Research (Ref 572)
Identifying objective measures of sex-specific pain in humans that can be used diagnostically to target treatment.
Osteoarthritis, a painful disease that causes joint destruction, affects 530 million people worldwide and 10 million in the UK. No treatments stop osteoarthritis or manage pain. Pain reduces patient’s quality of life, causing immobility and isolation. Changes in bone structure in osteoarthritis correlate with pain severity, possibly because the bone contains many nerves.
Osteoarthritic pain affects nearly twice as many females than males, with pain being particularly common in post-menopause females. Females have higher osteoarthritis prevalence, clinical pain and inflammation than males, but molecular mechanisms explaining sex differences are lacking.
The main aims and objectives of the research study.
The pilot work shows that joint fluids from patients with knee osteoarthritis contain signals that affect nerve growth and function and that these signals correlate with indicators of bone changes.
The project aims to identify signals that drive pain and bone remodelling in human osteoarthritis and determine how these differ between males and females and pre and post menopause.
The objectives are:
- To analyse stored synovial fluids from 41 female and 30 male osteoarthritis patients for signals that influence nerve invasion, bone changes and pain and combine it with the researchers’ existing data (31 males and 3 females) to determine sex-specific and menopause-specific differences in neuronal signals.
- To apply joint fluids from osteoarthritic male, and pre- and post-menopausal females, onto the researchers’ human cell models of bone and nerve and measure responses.
- To compare patient synovial fluid biomarker patterns with osteocyte and neuronal responses and identify sex specific mechanisms that link bone remodelling to pain.
How this research is going to help address MSK health.

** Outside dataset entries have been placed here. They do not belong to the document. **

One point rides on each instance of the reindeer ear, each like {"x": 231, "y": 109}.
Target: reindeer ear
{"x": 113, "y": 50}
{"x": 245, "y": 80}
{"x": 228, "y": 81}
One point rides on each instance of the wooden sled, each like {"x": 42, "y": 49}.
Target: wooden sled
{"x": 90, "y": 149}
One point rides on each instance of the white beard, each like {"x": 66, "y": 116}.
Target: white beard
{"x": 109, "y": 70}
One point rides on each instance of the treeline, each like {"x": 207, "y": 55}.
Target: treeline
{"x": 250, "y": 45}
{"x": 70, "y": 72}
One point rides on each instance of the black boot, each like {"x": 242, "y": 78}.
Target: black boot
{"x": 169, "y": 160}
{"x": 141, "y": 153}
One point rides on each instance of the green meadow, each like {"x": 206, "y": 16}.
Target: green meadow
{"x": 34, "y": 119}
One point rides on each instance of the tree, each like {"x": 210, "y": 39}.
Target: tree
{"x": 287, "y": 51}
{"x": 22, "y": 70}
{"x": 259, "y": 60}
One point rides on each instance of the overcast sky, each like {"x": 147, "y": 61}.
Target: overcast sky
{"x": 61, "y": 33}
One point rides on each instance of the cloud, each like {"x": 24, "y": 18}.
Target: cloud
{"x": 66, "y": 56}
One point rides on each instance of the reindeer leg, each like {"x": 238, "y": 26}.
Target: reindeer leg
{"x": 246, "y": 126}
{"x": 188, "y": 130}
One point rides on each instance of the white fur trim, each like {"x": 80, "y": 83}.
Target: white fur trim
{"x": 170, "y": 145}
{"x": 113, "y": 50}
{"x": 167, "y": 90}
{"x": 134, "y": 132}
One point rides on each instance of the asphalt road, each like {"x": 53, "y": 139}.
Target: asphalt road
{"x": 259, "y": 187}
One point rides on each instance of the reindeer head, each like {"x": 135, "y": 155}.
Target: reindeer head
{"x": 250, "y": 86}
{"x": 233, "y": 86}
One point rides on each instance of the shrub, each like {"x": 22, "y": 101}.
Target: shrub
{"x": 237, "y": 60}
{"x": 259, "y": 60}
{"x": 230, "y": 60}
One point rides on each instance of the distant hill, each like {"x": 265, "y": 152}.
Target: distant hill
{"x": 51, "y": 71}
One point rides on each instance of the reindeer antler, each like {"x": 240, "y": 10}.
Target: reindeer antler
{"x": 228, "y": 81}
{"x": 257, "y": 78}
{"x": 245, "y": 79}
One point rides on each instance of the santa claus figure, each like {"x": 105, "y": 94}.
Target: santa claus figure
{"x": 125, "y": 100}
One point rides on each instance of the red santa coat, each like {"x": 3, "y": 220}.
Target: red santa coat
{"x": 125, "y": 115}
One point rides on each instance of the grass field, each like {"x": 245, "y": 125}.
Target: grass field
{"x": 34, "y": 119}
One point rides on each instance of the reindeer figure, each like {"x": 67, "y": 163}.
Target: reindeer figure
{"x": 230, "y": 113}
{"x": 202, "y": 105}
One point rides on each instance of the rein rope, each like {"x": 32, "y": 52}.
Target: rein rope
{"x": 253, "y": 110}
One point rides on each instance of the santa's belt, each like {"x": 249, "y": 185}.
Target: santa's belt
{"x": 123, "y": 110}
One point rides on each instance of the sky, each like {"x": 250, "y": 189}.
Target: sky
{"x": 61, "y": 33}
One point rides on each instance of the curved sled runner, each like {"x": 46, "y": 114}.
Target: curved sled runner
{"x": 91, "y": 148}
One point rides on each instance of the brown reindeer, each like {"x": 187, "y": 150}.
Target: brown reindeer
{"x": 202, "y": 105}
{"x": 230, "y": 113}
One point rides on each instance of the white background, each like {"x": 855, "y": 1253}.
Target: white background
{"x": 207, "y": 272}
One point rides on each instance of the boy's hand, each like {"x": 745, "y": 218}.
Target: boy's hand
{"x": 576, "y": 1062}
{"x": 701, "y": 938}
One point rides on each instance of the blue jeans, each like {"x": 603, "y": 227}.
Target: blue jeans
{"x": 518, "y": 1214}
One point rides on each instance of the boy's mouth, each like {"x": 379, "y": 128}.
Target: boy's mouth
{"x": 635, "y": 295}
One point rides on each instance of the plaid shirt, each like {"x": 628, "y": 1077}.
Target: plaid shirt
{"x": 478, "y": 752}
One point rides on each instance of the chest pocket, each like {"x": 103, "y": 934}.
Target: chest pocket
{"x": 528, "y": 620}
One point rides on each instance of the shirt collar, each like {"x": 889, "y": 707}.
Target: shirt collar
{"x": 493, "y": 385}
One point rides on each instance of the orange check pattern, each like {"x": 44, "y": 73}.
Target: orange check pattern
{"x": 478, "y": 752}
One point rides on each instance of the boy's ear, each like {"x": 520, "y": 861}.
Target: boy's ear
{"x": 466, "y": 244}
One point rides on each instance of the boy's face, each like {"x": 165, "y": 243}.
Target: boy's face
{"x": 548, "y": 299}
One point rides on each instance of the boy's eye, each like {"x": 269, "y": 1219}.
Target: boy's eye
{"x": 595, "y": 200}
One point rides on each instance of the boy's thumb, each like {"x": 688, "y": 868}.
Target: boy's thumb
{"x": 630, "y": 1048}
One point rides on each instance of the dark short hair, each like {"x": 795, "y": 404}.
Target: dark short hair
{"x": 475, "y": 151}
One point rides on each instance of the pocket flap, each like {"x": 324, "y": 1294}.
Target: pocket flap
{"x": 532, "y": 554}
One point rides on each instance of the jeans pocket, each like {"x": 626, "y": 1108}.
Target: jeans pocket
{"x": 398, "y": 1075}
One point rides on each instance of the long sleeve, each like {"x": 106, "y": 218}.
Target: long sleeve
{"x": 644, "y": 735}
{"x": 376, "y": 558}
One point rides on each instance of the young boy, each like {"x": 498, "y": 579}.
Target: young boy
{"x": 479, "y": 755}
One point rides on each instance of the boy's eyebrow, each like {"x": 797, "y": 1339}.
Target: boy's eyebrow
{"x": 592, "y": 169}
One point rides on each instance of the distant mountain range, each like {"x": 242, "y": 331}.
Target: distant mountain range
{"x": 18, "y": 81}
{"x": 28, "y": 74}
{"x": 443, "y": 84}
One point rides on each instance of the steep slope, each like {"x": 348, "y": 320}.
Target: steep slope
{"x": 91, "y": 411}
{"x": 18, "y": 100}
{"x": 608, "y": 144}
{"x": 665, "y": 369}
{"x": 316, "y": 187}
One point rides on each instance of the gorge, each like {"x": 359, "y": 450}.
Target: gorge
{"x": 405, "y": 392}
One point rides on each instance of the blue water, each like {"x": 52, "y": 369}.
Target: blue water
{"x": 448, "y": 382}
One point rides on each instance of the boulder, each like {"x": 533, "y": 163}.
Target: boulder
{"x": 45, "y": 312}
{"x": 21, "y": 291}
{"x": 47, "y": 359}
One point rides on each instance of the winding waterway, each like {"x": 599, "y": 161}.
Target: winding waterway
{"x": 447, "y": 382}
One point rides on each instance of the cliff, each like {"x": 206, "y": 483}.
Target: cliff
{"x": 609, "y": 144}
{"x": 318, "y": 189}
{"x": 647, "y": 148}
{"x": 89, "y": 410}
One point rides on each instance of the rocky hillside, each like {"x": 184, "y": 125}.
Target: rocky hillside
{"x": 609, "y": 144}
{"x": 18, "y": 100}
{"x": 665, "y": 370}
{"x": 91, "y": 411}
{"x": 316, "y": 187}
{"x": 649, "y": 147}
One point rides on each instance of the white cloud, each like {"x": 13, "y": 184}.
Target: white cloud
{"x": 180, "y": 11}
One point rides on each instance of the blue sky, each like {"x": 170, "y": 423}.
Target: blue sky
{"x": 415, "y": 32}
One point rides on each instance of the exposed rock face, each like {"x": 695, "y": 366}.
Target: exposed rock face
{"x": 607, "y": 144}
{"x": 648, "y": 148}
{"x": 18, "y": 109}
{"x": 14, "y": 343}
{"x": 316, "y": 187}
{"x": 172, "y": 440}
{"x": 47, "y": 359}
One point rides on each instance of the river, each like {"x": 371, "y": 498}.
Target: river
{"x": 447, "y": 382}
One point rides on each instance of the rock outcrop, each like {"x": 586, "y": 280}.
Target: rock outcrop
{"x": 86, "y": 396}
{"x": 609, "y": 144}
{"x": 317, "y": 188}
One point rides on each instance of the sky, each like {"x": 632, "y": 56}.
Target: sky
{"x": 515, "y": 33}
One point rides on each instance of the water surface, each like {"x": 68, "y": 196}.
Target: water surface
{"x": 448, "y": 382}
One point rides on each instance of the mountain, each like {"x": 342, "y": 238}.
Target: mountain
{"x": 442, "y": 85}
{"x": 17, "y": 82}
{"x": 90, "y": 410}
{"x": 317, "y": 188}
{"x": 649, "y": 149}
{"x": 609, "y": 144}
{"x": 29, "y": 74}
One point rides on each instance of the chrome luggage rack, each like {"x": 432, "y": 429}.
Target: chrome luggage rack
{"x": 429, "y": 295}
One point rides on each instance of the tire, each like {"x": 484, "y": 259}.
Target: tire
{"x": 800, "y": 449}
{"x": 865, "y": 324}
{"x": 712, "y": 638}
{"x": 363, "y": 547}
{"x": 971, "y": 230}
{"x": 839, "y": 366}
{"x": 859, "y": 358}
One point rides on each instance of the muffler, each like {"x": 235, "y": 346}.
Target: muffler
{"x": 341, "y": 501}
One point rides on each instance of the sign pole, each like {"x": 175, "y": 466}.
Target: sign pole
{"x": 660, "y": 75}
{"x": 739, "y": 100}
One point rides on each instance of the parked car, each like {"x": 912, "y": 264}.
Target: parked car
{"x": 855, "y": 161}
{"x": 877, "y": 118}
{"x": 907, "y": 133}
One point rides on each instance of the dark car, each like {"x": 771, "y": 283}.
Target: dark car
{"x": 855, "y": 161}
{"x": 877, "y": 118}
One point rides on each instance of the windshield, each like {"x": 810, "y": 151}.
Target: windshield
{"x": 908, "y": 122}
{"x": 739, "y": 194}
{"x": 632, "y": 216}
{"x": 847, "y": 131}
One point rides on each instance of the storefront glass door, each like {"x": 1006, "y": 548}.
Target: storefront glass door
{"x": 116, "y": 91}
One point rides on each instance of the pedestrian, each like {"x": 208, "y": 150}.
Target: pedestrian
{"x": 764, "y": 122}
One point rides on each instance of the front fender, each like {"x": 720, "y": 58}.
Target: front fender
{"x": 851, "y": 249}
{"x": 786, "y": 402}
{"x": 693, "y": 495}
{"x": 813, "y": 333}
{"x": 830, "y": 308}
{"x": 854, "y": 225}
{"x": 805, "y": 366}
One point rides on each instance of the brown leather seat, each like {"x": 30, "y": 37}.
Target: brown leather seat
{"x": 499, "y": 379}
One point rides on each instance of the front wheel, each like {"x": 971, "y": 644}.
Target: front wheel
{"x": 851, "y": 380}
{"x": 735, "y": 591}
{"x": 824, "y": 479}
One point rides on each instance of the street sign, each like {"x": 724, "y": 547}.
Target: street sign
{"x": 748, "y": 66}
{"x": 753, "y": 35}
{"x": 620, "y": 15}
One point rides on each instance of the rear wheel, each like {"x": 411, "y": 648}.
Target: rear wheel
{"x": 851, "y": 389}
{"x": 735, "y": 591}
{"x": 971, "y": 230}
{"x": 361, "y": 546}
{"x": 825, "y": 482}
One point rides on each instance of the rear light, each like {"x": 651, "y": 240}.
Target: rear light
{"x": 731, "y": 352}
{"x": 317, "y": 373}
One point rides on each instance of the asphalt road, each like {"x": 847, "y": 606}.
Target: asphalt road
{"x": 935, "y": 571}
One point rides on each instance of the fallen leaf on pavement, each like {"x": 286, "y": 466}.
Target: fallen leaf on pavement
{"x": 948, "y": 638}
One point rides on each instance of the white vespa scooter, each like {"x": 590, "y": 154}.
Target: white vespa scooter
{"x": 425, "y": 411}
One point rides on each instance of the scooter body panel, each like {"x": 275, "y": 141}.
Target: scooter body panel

The research will identify important mediators that drive pain processes and define the variability across male and female patients. The data will indicate which patients are predisposed to nerve growth, bone structural changes and therefore increased pain, and define how this varies between males and females, and post-menopause. This not only provides potential diagnostic biomarkers, but also mechanistic understanding, that could identify new interventions using drugs repurposed from osteoporosis or nervous system diseases such as epilepsy and migraine. The project will provide an objective measure of sex-specific pain that can be used diagnostically to tailor targeted treatments more appropriately to individual patients.
The main research methods, or datasets being used.
This project will use human osteoarthritic patients’ blood and joint fluids, with matched clinical and functional data, obtained by the Biomechanics and Bioengineering Research Centre Versus Arthritis.
Biochemical analysis using multiplex and targeted ELISAs will quantify the neuronal and bone remodelling proteins present in osteoarthritic joint fluids. Menopausal status will be determined by measuring Follicle Stimulating Hormone and oestrogen concentrations in matched blood samples.
Bone and nerve cell models will be used to define differences in response to joint fluids from males and females by comparing gene and protein expression, assessing nerve branching microscopically, and nerve function using calcium-imaging and micro electrode array analysis.
Sex-specific differences in neuronal factors will be determined using multivariate analysis including principal component analysis and multiple linear regression. Models will consider age, sex, weight, BMI, VAS score, KL grade and mediator concentration.
CASE STUDY 573
Cardiff University
Identifying objective measures of sex-specific pain in humans that can be used diagnostically to target treatment.
Researcher: Prof Deborah Mason.
University: Cardiff University.
Award stream: Inspiration Fund.
Award duration: 1 year.
Amount rewarded: £47,000.
Collaborations/ partners: Ryan Jones (University of Cardiff) and NHS Consultant Orthopaedic Surgeons Mr Chris Wilson, Mr Rhys Williams, and Mr Rhydian Morgan- Jones. The Biomechanics and Bioengineering Research Centre Versus Arthritis, Cardiff and Vale University Health Board (C&VUHB), and Cardiff and Vale Orthopaedic Centre (CAVOC). In kind support from bit.bio.